Then it was there, the stone front, the thatched roof, the green door.

The pack skidded to a stop, encircling the cottage.

There was a stillness in the Veilwood, one Brioni had experienced before, but then she had been afraid.

This time, she was incensed, quieting her gulping breaths as she examined the surrounding wood and the cottage’s front.

The veilhounds were each alert, massive paws digging at the earth as their purple eyes glowed narrowly from the darkness.

Moar went right up to the door and sat, snout pointed up, tail unwagging.

Ragnar was inside—he had to be—and so she had to find a way in.

The door handle, of course, did not work, but it felt good to swear as she tugged on it anyway. Scowling at the facade, she took stock of her options: two windows on either side, the shutters latched, and a chimney. Well, that certainly wasn’t happening.

Brioni rounded the house and the two largest veilhounds followed, their paws silent but snarls growing.

She felt each canine huff deep in her own chest with every blocked entrance she discovered.

The back and one side of the cottage were absolutely covered in vines.

She spied one corner of a shuttered window and the frame of a door, but it didn’t matter—the creeping plants were thick and refused to budge.

The final side had more shutters that she couldn’t even pry her fingers beneath to begin to rip off, but there was a third window near the eaves, perfectly round, glass exposed.

She pushed up onto her toes and reached for its ledge, but even stretched to her full height, it was more than an arm’s length away.

A hard nose nudged the small of her back. The largest of the veilhounds stood with purple eyes swirling up at her for a command. She tipped her head, ran a hand along his neck to his spine, then grinned. “Yes,” she said. “I would like a boost. Thank you.”

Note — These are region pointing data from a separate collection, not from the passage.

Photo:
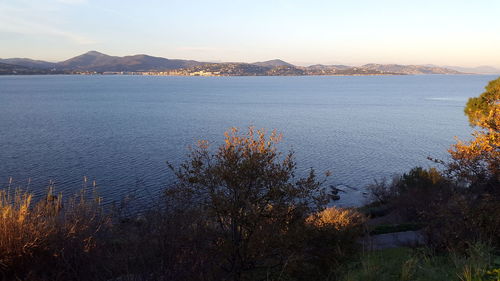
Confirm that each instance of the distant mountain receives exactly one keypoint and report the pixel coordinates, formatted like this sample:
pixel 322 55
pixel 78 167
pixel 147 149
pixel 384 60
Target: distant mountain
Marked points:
pixel 328 67
pixel 8 69
pixel 94 61
pixel 246 69
pixel 25 62
pixel 99 62
pixel 273 63
pixel 484 69
pixel 409 69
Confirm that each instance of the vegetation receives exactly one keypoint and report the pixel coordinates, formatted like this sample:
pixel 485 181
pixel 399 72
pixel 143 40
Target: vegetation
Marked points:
pixel 238 212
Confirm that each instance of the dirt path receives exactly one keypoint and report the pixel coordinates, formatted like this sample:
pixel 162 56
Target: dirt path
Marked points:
pixel 392 240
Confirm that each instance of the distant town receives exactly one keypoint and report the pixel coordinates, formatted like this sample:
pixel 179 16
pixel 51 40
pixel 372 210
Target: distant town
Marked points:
pixel 94 62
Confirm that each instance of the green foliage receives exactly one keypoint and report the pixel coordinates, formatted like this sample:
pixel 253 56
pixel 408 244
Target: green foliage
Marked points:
pixel 478 108
pixel 398 264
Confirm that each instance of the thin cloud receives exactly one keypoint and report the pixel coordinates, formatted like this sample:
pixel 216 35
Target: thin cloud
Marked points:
pixel 14 24
pixel 72 2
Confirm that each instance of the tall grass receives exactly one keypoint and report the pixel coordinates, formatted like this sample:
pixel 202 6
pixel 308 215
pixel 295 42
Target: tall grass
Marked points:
pixel 52 239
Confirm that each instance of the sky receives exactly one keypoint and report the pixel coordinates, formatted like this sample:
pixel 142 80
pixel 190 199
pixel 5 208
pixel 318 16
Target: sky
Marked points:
pixel 355 32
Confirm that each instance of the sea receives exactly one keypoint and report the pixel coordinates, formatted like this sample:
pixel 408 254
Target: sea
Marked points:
pixel 118 132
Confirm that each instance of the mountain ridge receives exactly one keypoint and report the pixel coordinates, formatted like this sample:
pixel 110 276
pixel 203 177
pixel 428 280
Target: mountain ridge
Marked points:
pixel 97 62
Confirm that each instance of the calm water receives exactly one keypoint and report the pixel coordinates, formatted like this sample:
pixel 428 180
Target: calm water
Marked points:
pixel 120 130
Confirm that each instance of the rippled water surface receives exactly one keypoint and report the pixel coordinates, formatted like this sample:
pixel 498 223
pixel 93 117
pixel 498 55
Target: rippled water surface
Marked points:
pixel 121 130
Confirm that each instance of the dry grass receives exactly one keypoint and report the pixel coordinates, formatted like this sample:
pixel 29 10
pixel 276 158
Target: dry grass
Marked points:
pixel 51 239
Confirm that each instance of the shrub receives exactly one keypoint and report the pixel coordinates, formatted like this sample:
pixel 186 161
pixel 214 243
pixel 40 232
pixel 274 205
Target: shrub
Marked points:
pixel 252 202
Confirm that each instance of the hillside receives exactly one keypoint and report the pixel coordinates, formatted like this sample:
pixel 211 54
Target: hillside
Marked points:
pixel 409 69
pixel 29 63
pixel 96 62
pixel 8 69
pixel 99 62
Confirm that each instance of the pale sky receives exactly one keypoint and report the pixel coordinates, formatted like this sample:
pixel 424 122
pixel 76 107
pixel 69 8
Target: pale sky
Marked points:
pixel 441 32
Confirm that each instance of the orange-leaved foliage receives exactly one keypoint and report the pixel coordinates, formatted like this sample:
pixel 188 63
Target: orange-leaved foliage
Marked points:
pixel 478 161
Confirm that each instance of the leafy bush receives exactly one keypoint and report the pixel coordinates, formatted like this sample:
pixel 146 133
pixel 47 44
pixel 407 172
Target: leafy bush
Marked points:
pixel 251 200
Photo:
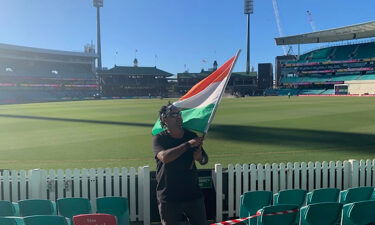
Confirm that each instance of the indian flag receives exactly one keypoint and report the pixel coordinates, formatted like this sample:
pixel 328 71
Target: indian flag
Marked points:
pixel 199 104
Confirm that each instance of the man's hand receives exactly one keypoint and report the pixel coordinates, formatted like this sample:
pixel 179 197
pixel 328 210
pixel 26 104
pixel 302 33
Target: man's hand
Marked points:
pixel 198 154
pixel 196 142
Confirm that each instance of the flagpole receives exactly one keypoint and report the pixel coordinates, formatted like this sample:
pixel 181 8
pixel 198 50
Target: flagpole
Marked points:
pixel 221 95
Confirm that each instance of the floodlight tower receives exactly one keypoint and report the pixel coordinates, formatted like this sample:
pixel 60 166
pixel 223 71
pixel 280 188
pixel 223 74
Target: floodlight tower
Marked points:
pixel 249 9
pixel 98 4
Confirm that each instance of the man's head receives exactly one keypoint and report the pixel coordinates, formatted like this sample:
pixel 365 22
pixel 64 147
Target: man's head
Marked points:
pixel 170 117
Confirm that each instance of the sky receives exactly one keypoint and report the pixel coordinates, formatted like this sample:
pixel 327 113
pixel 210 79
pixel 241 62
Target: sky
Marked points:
pixel 172 35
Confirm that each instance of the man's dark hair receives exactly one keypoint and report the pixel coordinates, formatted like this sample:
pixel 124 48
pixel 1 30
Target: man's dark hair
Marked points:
pixel 164 111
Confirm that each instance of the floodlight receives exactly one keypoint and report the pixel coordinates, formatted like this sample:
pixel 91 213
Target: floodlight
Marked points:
pixel 249 6
pixel 98 3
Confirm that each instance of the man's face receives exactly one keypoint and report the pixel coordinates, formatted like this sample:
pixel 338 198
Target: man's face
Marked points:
pixel 173 119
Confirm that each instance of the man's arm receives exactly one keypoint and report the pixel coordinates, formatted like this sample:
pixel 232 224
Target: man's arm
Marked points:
pixel 169 155
pixel 201 156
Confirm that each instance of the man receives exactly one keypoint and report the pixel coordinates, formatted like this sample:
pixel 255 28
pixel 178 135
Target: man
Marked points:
pixel 176 149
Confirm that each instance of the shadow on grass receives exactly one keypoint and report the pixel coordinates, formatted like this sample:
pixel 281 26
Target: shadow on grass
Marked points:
pixel 77 120
pixel 298 138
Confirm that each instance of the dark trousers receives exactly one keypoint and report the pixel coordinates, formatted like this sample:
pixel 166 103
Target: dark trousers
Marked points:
pixel 195 210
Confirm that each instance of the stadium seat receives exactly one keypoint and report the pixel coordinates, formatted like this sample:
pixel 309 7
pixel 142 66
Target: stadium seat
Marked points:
pixel 252 201
pixel 45 220
pixel 36 207
pixel 6 208
pixel 16 209
pixel 323 195
pixel 94 219
pixel 117 206
pixel 280 219
pixel 358 213
pixel 291 197
pixel 356 194
pixel 11 220
pixel 70 207
pixel 326 213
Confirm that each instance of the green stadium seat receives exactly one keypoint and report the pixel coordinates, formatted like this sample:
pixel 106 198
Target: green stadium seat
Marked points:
pixel 356 194
pixel 358 213
pixel 326 213
pixel 323 195
pixel 367 77
pixel 7 208
pixel 11 220
pixel 252 201
pixel 36 207
pixel 70 207
pixel 290 197
pixel 281 219
pixel 117 206
pixel 16 209
pixel 45 220
pixel 95 219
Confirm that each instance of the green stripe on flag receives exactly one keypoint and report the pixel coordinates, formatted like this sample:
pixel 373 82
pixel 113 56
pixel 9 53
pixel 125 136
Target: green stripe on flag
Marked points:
pixel 195 119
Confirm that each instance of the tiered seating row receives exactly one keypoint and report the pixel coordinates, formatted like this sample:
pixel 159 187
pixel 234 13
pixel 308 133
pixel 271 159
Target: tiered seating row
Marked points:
pixel 66 211
pixel 343 52
pixel 328 206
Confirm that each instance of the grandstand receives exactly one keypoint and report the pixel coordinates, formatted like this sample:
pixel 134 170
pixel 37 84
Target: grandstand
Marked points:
pixel 240 83
pixel 131 81
pixel 36 75
pixel 331 70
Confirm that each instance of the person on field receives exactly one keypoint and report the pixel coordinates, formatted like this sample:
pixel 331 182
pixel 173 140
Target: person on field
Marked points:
pixel 176 149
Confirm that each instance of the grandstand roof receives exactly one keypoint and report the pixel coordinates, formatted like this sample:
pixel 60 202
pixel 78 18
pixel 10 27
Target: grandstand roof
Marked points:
pixel 358 31
pixel 132 70
pixel 46 51
pixel 206 73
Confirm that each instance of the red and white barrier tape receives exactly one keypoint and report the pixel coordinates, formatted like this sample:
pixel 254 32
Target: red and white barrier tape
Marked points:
pixel 234 221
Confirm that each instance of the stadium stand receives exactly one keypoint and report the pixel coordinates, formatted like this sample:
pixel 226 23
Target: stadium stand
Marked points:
pixel 36 75
pixel 318 207
pixel 331 66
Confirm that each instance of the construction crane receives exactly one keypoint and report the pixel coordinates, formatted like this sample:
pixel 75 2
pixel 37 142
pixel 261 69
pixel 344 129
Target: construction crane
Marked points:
pixel 311 21
pixel 279 27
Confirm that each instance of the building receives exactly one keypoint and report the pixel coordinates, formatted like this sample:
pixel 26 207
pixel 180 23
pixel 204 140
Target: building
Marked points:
pixel 128 81
pixel 330 69
pixel 34 75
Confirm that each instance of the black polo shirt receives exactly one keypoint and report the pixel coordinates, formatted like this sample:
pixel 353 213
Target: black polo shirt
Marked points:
pixel 178 180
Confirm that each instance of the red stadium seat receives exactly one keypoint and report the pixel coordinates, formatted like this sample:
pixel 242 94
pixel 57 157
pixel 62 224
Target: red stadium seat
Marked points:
pixel 94 219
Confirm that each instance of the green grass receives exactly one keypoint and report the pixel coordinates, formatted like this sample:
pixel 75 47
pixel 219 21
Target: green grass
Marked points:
pixel 116 133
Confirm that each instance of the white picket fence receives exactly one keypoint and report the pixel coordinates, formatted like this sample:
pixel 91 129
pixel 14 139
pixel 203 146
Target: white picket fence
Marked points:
pixel 93 183
pixel 234 180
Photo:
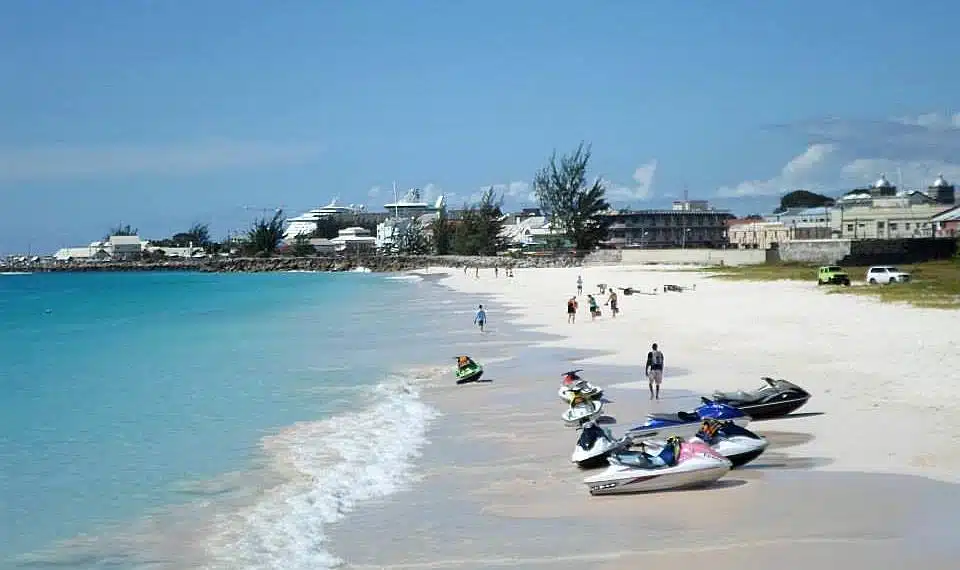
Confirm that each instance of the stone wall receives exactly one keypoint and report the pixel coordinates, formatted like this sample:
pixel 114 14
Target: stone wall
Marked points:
pixel 694 256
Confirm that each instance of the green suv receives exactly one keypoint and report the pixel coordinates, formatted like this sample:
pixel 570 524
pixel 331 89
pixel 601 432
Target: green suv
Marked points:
pixel 832 275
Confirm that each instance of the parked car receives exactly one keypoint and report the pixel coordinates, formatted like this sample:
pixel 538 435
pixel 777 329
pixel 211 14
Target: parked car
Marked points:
pixel 833 275
pixel 885 274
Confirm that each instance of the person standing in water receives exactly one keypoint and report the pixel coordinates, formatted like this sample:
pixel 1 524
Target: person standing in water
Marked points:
pixel 481 318
pixel 654 370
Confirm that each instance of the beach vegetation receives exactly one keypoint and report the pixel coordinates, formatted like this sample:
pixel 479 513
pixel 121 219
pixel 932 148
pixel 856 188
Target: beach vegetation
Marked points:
pixel 265 235
pixel 574 205
pixel 412 239
pixel 441 233
pixel 934 284
pixel 480 228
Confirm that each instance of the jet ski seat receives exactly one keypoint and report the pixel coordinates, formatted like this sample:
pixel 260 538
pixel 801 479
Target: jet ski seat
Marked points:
pixel 676 417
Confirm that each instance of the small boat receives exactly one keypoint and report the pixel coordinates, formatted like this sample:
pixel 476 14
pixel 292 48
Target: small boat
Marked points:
pixel 679 464
pixel 739 445
pixel 776 398
pixel 581 388
pixel 467 370
pixel 582 410
pixel 685 424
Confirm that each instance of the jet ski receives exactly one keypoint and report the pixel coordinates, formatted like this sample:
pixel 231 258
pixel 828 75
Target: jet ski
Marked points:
pixel 595 444
pixel 685 424
pixel 776 398
pixel 573 383
pixel 678 464
pixel 581 410
pixel 739 445
pixel 467 370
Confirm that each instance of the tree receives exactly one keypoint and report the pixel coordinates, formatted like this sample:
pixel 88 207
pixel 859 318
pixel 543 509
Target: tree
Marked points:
pixel 480 231
pixel 264 235
pixel 441 234
pixel 302 247
pixel 803 199
pixel 574 206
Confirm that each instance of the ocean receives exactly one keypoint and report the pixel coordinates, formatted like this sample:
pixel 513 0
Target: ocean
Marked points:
pixel 173 420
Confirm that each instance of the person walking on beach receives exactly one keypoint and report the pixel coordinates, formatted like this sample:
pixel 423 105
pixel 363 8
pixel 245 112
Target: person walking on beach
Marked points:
pixel 612 301
pixel 481 318
pixel 654 370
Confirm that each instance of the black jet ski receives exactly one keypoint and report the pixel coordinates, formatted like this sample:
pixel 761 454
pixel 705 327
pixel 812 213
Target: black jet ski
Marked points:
pixel 777 398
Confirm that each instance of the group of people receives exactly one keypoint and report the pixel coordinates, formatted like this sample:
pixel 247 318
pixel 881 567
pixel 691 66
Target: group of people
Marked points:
pixel 654 366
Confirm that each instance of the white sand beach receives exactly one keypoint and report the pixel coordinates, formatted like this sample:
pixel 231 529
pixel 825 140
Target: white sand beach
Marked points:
pixel 884 376
pixel 864 476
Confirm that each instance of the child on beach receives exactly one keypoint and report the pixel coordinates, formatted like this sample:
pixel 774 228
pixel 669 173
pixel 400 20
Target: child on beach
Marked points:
pixel 481 318
pixel 572 310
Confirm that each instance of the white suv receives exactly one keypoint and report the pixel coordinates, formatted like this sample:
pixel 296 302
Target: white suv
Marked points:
pixel 886 274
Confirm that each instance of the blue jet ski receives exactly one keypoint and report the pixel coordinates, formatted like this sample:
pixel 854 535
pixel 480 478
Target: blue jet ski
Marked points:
pixel 685 424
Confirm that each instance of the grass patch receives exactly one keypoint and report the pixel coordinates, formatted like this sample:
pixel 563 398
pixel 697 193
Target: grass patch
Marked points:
pixel 935 284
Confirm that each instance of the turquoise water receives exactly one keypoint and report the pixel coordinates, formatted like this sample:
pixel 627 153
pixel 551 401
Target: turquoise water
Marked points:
pixel 123 394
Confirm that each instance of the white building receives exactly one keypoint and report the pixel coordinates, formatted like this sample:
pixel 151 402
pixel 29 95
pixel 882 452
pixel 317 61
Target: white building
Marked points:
pixel 116 248
pixel 405 211
pixel 354 239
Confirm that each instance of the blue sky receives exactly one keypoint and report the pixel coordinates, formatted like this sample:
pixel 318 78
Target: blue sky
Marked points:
pixel 165 113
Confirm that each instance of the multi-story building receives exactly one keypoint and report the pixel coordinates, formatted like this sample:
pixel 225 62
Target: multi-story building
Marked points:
pixel 754 234
pixel 881 212
pixel 690 223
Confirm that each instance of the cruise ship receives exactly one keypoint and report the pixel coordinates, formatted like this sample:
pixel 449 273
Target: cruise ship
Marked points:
pixel 306 223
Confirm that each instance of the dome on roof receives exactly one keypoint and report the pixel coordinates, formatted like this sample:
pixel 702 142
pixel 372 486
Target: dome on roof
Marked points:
pixel 882 182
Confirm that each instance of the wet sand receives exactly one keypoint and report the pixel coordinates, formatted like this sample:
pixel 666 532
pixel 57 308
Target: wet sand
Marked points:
pixel 498 491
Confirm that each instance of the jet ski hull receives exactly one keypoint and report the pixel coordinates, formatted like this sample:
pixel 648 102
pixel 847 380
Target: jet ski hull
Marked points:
pixel 471 374
pixel 778 398
pixel 737 449
pixel 698 467
pixel 595 454
pixel 567 394
pixel 686 424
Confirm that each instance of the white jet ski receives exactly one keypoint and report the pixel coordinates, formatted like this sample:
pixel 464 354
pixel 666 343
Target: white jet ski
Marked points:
pixel 680 464
pixel 595 444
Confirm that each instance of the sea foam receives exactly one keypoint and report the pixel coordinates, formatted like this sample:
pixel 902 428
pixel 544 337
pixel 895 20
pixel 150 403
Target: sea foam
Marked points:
pixel 331 465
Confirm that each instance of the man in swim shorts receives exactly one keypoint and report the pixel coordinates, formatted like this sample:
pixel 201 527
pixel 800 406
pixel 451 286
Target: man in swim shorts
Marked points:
pixel 654 370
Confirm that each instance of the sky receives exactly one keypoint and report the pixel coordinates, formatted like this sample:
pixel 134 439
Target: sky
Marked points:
pixel 162 114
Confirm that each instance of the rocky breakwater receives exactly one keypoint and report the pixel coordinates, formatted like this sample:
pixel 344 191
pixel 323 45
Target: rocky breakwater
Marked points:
pixel 378 263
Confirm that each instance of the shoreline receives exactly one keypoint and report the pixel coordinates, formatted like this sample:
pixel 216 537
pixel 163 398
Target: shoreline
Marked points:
pixel 497 489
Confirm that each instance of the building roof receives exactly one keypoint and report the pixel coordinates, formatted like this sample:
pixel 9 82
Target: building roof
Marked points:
pixel 950 215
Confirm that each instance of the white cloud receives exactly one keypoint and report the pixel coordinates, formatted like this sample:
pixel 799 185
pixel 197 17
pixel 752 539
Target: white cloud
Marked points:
pixel 68 163
pixel 845 154
pixel 642 189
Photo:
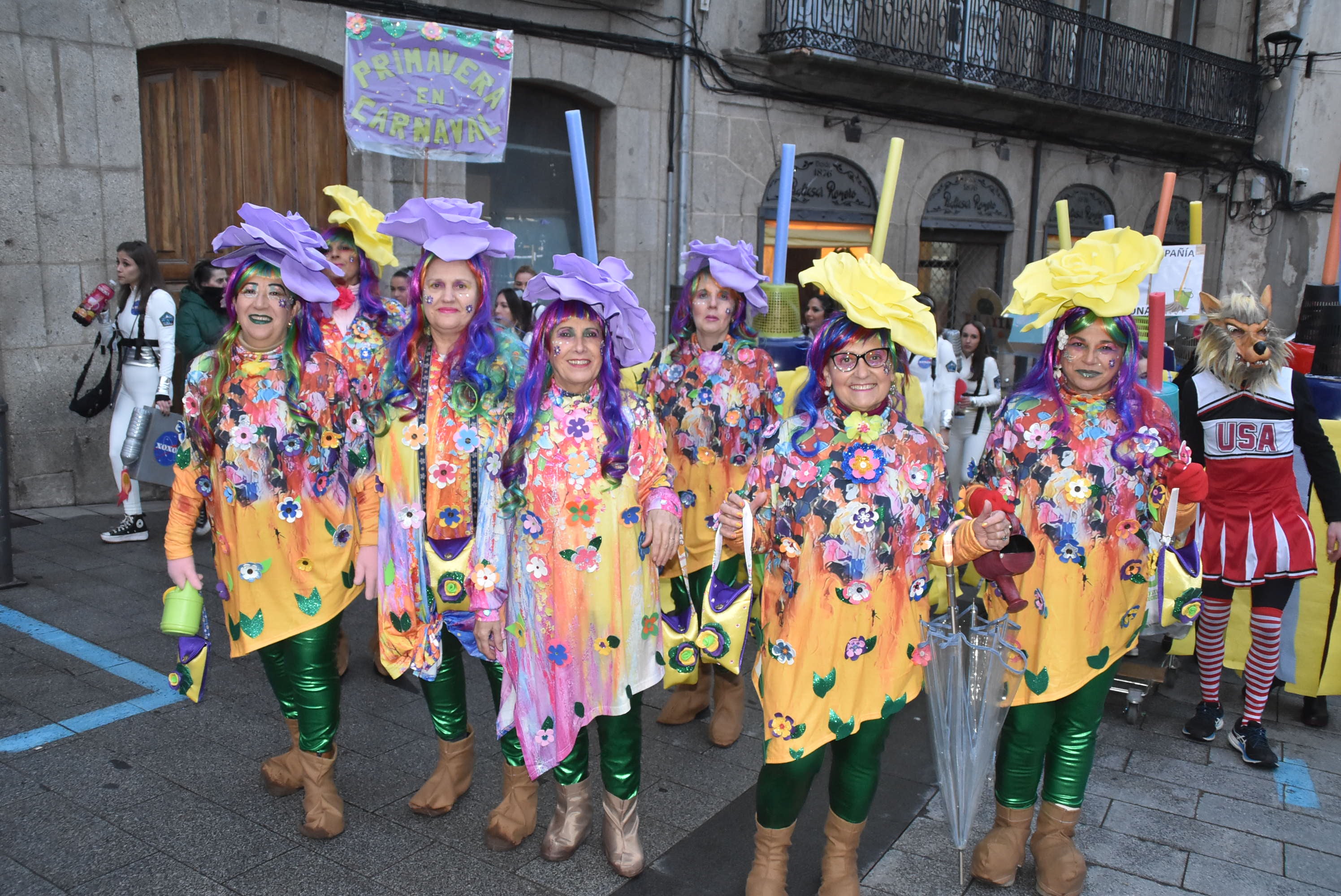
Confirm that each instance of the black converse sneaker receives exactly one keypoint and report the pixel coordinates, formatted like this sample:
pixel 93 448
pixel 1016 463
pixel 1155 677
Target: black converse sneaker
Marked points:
pixel 1250 740
pixel 1209 719
pixel 130 529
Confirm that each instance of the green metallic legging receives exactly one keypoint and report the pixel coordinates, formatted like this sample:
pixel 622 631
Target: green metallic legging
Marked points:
pixel 783 786
pixel 302 675
pixel 1059 736
pixel 621 753
pixel 446 698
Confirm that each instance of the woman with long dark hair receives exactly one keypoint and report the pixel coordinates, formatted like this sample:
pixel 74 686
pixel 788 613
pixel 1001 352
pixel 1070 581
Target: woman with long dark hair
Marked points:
pixel 145 329
pixel 575 612
pixel 715 392
pixel 851 509
pixel 279 454
pixel 973 416
pixel 447 381
pixel 1090 457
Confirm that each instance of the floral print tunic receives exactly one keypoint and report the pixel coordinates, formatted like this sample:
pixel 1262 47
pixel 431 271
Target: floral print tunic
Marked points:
pixel 718 408
pixel 579 594
pixel 1090 518
pixel 456 457
pixel 282 506
pixel 848 529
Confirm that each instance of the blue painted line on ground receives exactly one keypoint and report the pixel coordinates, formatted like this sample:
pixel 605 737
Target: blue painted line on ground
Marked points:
pixel 1294 784
pixel 160 693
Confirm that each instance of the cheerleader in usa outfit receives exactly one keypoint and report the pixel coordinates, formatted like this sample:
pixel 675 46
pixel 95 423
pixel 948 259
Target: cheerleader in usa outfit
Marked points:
pixel 279 454
pixel 589 516
pixel 1090 457
pixel 852 510
pixel 715 393
pixel 447 380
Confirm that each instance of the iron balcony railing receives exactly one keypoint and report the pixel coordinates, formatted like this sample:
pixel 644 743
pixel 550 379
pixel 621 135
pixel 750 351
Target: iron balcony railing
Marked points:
pixel 1034 47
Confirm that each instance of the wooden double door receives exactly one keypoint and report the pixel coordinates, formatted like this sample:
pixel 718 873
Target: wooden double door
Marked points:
pixel 225 125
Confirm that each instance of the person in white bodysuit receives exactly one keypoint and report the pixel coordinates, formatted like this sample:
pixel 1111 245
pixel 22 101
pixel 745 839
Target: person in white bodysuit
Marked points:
pixel 144 323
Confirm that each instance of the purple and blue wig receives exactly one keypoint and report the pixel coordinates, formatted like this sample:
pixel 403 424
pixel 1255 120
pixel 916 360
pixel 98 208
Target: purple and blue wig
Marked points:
pixel 301 342
pixel 1131 399
pixel 836 335
pixel 369 284
pixel 682 320
pixel 537 381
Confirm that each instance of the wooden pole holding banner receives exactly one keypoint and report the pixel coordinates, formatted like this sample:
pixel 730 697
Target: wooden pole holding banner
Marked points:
pixel 779 242
pixel 887 198
pixel 583 183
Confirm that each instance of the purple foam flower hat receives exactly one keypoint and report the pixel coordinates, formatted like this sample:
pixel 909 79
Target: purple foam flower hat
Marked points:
pixel 602 286
pixel 731 265
pixel 450 228
pixel 285 242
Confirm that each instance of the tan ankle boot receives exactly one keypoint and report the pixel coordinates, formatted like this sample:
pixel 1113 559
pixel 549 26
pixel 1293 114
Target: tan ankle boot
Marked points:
pixel 283 775
pixel 688 701
pixel 1001 852
pixel 620 833
pixel 325 810
pixel 1060 864
pixel 514 818
pixel 839 867
pixel 450 780
pixel 729 710
pixel 375 647
pixel 572 821
pixel 769 874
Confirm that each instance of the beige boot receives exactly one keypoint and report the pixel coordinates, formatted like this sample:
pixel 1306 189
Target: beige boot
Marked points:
pixel 572 821
pixel 729 710
pixel 325 810
pixel 514 818
pixel 839 867
pixel 688 701
pixel 375 647
pixel 1060 866
pixel 283 775
pixel 769 874
pixel 450 780
pixel 1001 852
pixel 620 833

But before she climbed onto the animal’s back, she dug into her bag for a scrap of parchment.

She had no quill or ink, so she folded it into a drayk, said a quiet apology, then tore the papercraft down its middle.

The pieces dangled, attached by only a thin shred, the best she could do to ask for help without words.

Then she called Moar over. “Get help,” she commanded. “Bring someone back here.”

The dog opened his mouth to receive the paper, but she pulled it back.

“Actually, bring multiple someones,” she corrected.

Moar clamped down on the papercraft.

She didn’t let go. “Make that multiple big someones.”

The dog grunted, and Brioni finally gave him the makeshift plea.

Maybe Moar understood, and maybe he would find someone in town willing to listen, and maybe they would even understand the wordless request, but as she watched Moar run off through the forest, she knew he would at least be out of harm’s way.

It was only a small struggle to climb up on a veilhound’s back.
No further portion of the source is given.